Oak Ridge National Laboratory (ORNL), in partnership with Argonne National Laboratory (ANL) and researchers affiliated with the Center for International Earth Science Information Partnership (CIESIN) at Columbia University and State University of New York-Buffalo (SUNY), propose to develop this Energy-Water Knowledge Discovery Framework to generate new, critical insights regarding the complex dynamics of the EWN and its interactions with climate variability and change. An overarching objective of this project is to integrate impacts, adaptation, and vulnerability (IAV) science with emerging data science to meet the data analysis needs of the U.S. Department of Energy and partner federal agencies with respect to the EWN.
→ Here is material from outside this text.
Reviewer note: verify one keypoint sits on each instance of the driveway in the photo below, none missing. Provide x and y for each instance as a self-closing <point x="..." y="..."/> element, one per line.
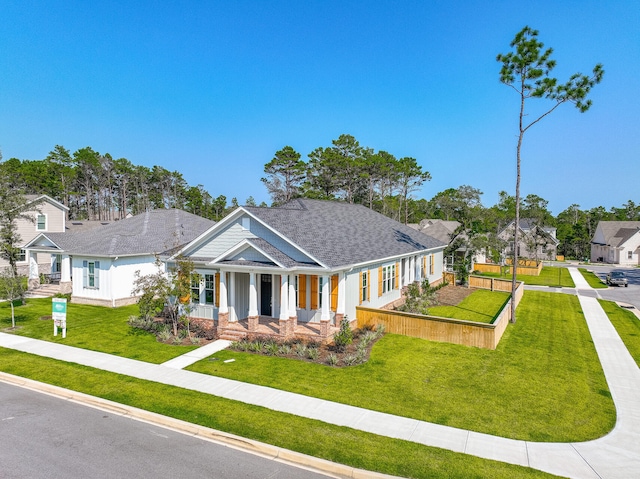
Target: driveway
<point x="630" y="294"/>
The first year of work will encompass scoping of activities for the second and third years based on a thorough understanding of community needs and science drivers, analytical and data needs, identification of existing capabilities, and determining the hardware and software requirements. The scoping activity will also include design and planning for phased system implementation. The second year will focus on the initial build-out of the software and hardware capability, the data and analytical capabilities, and the testing of community-driven analytical hypotheses, as outlined at the end of the first year of scoping activities. It is envisioned that an initial functioning system will be stood up by the end of the second year for the community. The third year of work will focus on the federation and data analysis capabilities of the system.

Engagement with user communities will continue to define the science drivers and use of the framework will create further case studies for knowledge discovery. A layered federated system capable of advanced data analytics will be stood up and released to the community at the end of the third year.